REPUBLIKA.CO.ID, JAKARTA -- Ahli Hukum Tata Negara Yusril Ihza Mahendra mengatakan Mahkamah Konstitusi harus memutus Perselisihan Hasil Pemilihan Umum (PHPU) Presiden dan Wakil Presiden (Sengketa Pilpres) 2014 secara adil dan bijaksana, agar presiden dan wakil presiden harus memerintah dengan legitimasi rakyat.
"Tanpa adanya legitimasi rakyat, maka pemerintahan selanjutnya akan akan berhadapan dengan krisis legitimasi yang juga akan memicu instabilitas politik nasional," kata Yusril, saat memberikan keterangan sebagai ahli dalam sidang Sengketa Pilpres di MK, Jumat (15/8).
Untuk itu, Yusril meminta majelis hakim memeriksa keterangan saksi secara detil dan mencermati bukti yang diajukan secara teliti dan bijaksana sebelum memberikan putusan.
Menurut Yusril, sudah waktunya MK menangani sengketa pemilu, khususnya pilpres, di lingkup substansi yang memastikan prinsip luber dan jurdil telah dilaksanakan dengan baik.
"Seperti misalnya MK di Thailand yang dapat menilai apakah pemilu konstitusional atau tidak konstitusional. Itu terkait legalitas pemilu itu sendiri," ujar Yusril, menjelaskan.

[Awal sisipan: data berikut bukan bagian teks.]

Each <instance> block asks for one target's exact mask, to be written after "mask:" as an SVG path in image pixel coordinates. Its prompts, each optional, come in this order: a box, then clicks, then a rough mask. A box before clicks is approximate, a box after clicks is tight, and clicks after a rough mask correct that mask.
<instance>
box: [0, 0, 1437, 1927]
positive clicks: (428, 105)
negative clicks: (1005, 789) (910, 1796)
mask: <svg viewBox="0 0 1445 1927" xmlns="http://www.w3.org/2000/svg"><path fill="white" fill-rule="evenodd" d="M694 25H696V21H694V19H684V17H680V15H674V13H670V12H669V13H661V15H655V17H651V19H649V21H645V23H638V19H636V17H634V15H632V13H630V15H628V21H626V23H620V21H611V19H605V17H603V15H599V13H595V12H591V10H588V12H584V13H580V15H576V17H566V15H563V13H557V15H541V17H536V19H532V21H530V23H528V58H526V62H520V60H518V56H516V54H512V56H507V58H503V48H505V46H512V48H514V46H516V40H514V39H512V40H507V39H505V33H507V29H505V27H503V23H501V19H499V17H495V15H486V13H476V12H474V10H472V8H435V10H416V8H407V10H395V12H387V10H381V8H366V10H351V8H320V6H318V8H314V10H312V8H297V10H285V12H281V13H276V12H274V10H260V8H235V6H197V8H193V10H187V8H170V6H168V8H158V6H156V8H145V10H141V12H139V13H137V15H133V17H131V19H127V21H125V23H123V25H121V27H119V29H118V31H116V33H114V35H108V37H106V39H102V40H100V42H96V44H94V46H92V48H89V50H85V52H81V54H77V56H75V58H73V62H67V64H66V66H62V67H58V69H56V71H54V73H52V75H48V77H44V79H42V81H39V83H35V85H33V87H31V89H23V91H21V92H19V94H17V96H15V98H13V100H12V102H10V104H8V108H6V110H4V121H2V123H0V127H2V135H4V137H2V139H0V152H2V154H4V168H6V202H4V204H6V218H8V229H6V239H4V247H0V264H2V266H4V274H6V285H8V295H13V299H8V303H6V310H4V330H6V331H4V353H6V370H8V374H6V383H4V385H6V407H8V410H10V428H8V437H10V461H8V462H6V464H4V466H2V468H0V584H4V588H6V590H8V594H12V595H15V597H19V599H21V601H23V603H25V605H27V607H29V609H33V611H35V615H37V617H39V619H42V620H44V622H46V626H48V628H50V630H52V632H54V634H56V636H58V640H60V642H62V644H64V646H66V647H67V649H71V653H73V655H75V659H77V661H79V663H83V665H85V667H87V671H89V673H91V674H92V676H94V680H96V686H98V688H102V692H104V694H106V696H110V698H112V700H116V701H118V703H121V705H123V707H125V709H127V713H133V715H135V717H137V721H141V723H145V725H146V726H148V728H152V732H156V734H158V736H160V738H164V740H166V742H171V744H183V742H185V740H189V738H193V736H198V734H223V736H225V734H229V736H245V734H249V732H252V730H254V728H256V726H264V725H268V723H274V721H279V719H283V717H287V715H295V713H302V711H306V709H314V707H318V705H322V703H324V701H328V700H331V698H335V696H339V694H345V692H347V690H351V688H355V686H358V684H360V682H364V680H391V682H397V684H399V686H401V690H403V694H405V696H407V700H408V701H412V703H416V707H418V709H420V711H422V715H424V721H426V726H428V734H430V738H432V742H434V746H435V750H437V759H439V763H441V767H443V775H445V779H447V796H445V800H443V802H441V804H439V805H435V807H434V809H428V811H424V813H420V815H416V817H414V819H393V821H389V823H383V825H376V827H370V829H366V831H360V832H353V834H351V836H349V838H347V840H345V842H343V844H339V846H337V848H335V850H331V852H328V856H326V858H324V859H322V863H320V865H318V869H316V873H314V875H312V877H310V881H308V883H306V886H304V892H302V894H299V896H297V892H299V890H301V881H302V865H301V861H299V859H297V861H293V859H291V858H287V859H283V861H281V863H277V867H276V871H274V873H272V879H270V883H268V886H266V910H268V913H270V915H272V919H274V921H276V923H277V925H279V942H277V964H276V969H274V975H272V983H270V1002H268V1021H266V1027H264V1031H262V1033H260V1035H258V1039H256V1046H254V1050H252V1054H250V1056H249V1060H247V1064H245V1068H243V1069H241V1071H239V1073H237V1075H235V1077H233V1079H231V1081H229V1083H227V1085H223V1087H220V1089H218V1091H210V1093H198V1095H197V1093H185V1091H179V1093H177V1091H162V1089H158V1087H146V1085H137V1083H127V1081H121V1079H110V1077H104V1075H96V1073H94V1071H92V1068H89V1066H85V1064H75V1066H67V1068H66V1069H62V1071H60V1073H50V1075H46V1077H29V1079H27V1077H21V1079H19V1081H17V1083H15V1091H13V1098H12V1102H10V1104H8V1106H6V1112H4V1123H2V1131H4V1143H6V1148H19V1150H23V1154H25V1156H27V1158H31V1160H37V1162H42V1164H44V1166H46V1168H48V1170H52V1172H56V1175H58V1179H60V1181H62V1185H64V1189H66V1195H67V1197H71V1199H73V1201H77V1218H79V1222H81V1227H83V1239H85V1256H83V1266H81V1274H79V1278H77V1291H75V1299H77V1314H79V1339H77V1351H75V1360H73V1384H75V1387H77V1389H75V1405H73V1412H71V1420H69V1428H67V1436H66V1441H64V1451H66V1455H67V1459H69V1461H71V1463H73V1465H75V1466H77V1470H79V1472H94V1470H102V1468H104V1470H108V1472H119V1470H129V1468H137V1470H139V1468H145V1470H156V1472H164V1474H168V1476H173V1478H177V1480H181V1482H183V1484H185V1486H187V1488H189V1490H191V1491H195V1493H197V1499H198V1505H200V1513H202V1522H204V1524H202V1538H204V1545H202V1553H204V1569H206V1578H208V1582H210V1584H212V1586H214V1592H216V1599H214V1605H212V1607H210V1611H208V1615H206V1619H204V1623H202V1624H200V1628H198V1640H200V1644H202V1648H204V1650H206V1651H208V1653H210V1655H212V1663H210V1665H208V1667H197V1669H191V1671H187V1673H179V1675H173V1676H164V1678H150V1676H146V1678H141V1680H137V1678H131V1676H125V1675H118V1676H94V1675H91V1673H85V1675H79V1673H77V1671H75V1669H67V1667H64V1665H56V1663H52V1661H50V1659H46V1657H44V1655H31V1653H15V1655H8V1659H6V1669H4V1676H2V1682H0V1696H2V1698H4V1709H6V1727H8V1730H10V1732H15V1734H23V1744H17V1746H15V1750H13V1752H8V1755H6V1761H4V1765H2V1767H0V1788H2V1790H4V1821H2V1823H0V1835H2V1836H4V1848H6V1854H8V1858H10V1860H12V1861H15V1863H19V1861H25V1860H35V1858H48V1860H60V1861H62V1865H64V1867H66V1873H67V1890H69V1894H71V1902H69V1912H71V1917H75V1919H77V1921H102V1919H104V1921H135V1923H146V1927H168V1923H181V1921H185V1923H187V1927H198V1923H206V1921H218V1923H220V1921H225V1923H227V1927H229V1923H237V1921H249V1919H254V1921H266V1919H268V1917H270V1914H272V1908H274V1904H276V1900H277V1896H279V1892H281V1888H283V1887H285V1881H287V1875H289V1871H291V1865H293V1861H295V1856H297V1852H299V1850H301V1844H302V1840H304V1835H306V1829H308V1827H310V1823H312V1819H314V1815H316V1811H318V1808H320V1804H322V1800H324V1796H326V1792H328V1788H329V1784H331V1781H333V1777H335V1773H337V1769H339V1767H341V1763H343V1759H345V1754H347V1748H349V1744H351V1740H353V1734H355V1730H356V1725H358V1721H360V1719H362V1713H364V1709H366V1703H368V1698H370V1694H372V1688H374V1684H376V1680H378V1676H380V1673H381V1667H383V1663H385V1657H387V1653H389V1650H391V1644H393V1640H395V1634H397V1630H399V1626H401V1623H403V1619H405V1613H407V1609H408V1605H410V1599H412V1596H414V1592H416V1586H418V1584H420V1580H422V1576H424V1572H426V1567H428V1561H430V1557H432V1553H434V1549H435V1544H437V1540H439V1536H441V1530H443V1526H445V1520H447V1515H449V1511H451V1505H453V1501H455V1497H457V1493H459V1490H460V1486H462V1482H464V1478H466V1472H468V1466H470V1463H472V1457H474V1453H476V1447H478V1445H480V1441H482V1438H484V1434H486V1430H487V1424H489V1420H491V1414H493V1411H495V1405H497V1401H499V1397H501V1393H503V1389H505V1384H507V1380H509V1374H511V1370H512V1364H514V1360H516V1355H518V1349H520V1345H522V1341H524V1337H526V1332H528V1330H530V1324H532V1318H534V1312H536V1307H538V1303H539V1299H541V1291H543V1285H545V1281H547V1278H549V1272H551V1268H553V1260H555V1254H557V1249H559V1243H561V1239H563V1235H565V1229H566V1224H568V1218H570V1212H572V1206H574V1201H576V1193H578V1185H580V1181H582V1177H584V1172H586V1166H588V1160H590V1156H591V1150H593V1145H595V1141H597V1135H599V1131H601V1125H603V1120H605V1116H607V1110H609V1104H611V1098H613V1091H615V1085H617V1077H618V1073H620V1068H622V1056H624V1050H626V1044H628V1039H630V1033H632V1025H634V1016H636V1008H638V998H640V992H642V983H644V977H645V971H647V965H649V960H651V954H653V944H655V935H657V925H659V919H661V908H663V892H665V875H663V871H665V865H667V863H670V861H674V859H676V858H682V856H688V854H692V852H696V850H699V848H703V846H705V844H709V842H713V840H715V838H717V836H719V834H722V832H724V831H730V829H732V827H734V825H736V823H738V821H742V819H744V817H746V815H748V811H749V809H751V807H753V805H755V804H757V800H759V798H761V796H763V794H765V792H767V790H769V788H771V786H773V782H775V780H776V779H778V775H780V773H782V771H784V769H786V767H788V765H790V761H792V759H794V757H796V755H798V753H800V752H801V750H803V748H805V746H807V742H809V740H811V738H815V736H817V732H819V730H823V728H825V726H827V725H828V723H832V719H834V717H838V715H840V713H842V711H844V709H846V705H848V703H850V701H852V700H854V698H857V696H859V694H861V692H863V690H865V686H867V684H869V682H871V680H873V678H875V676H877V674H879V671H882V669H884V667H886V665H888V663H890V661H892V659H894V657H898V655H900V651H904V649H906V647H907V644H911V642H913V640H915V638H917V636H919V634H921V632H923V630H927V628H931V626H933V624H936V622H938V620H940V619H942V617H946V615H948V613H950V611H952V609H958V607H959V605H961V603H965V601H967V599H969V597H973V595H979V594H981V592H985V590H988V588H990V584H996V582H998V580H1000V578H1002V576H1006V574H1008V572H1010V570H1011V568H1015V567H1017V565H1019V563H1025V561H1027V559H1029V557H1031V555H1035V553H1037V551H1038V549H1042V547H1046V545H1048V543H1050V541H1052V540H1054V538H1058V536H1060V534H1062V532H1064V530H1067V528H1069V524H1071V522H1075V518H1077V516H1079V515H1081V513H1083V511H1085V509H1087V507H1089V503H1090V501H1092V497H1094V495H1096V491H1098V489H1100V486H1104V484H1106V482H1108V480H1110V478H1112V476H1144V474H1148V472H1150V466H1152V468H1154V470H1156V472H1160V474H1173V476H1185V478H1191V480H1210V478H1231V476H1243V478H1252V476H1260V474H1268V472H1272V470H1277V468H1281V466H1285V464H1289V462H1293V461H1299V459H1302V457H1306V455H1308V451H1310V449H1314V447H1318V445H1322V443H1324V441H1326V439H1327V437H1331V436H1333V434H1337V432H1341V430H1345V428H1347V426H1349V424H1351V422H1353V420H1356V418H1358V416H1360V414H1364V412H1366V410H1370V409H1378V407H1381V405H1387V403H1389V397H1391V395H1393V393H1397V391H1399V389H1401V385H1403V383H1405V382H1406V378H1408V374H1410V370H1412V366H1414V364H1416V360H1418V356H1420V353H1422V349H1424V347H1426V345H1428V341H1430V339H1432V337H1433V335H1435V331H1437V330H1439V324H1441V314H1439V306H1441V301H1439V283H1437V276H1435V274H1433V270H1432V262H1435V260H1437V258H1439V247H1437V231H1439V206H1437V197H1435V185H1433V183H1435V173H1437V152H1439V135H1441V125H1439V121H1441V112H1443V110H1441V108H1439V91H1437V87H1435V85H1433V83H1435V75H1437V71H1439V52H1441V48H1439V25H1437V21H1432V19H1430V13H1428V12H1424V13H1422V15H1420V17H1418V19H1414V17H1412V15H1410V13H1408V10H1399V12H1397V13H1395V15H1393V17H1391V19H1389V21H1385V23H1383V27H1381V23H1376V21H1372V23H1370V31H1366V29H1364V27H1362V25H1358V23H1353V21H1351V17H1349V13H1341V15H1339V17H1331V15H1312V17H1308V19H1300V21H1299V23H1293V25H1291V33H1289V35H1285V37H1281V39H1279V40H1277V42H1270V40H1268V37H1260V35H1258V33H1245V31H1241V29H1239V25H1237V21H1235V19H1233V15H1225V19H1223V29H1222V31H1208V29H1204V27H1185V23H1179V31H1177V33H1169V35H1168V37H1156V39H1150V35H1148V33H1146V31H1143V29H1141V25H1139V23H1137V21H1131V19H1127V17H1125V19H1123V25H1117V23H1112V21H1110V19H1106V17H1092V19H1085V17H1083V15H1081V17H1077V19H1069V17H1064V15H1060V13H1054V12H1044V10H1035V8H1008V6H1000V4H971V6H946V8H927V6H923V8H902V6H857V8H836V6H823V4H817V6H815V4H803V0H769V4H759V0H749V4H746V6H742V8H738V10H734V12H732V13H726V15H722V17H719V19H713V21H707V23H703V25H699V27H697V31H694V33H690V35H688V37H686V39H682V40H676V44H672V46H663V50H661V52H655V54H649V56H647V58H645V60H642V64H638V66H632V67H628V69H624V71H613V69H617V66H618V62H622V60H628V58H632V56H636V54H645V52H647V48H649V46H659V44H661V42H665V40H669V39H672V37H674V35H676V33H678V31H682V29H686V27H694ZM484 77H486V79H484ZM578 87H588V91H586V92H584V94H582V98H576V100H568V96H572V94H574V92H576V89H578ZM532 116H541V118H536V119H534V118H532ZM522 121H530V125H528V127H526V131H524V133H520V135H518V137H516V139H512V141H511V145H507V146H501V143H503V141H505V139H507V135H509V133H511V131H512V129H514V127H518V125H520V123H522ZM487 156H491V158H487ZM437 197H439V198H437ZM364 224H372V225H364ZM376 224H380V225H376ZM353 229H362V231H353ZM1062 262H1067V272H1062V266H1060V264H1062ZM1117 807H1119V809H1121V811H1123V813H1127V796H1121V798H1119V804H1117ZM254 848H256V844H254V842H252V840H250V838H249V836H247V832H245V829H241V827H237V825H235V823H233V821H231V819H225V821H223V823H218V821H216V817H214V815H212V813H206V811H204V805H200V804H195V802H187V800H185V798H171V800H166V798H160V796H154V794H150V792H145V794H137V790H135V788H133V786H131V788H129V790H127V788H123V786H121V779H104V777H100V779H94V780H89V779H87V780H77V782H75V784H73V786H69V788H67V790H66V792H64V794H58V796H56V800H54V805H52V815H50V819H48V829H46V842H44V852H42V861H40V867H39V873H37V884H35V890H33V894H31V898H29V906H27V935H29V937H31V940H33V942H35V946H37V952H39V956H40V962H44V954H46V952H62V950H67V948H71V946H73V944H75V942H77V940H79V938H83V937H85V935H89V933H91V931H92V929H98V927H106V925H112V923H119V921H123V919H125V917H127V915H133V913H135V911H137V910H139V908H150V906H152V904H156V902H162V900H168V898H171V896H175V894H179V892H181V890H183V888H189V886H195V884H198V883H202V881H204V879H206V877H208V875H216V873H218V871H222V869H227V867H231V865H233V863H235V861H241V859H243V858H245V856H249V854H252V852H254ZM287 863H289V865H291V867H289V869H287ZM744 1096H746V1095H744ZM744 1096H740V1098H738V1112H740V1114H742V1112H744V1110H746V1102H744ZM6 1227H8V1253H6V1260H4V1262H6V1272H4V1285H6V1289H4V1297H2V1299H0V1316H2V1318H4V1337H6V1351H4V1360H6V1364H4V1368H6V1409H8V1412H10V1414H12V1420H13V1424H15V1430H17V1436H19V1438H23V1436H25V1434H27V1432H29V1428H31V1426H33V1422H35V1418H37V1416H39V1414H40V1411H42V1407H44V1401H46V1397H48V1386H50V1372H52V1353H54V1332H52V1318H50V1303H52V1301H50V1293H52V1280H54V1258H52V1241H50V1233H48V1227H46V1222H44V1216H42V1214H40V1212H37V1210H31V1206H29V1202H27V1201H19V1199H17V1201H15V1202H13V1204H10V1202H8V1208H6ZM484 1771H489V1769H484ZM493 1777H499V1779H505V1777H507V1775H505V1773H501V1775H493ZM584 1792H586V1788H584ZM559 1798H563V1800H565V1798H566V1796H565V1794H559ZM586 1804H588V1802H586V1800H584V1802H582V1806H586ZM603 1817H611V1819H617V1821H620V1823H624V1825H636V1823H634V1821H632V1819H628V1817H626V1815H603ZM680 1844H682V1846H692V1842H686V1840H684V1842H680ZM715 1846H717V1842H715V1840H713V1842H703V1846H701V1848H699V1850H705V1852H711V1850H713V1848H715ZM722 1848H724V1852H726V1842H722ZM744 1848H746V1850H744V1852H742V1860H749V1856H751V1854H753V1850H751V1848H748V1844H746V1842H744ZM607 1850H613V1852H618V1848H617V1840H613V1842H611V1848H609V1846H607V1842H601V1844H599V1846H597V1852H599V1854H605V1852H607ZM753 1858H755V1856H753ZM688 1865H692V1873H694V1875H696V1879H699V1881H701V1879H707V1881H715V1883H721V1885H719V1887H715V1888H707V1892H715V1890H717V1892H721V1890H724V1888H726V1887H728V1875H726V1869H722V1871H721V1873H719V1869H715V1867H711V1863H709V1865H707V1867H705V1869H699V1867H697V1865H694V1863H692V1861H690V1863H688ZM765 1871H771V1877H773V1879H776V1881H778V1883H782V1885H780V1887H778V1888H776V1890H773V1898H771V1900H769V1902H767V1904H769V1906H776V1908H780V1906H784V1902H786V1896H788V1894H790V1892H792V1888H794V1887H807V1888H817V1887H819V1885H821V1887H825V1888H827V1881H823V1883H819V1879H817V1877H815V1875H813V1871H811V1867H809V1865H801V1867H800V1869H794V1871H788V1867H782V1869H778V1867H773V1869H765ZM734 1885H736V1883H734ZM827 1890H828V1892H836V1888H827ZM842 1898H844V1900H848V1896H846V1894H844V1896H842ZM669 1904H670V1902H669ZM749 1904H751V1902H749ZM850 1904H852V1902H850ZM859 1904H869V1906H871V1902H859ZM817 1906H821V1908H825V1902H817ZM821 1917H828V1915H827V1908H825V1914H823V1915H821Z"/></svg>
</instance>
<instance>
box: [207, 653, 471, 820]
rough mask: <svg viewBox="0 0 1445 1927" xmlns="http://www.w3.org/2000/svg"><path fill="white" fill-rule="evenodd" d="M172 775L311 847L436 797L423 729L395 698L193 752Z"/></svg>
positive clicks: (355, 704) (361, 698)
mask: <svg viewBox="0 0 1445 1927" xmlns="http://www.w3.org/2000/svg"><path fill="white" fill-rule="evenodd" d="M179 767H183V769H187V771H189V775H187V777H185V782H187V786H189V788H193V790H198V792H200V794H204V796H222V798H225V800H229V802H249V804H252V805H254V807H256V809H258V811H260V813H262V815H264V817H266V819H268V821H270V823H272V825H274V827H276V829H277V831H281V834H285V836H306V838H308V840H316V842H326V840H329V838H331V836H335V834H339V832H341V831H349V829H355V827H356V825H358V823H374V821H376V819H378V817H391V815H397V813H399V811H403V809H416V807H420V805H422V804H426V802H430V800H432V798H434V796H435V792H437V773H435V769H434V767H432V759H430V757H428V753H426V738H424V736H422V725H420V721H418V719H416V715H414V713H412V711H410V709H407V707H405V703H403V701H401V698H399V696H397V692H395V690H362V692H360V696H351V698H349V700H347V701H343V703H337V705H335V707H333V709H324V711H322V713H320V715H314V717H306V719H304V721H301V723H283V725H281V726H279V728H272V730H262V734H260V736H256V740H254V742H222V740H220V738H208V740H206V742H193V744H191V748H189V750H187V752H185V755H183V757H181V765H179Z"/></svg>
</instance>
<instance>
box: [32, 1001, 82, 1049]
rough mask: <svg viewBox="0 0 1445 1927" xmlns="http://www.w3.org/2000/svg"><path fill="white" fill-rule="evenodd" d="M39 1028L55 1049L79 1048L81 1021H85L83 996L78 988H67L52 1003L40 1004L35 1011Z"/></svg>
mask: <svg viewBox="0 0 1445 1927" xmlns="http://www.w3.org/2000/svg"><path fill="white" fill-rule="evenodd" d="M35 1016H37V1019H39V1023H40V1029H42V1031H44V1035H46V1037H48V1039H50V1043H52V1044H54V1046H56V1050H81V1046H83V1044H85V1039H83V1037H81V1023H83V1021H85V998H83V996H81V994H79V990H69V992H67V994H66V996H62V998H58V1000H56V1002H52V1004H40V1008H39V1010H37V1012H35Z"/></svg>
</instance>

Dalam sidang lanjutan sengketa Pilpres dari pemohon (pasangan calon presiden dan wakil presiden Prabowo Subianto - Hatta Rajasa), pihak termohon (KPU) dan pihak terkait (pasangan calon presiden dan wakil presiden Joko Widodo - Jusuf Kalla).
Pemohon menghadirkan saksi ahli, yakni Prof Dr Yusril Ihza Mahendra, Dr Irman Putra Sidin, Dr Margarito Kamis, Said Salahudin, Dr A Rasyid Saleh dan Dr Marwah Daud Ibrahim.
Sedangkan pihak termohon menghadirkan Prof Dr Erman Rajagukguk, mantan hakim MK Dr Harjono, Prof Dr Ramlan Surbakti dan Didik Supriyanto, sementara Pihak Terkait, yakni Prof Dr Saldi Isra dan Bambang Eka Cahyana.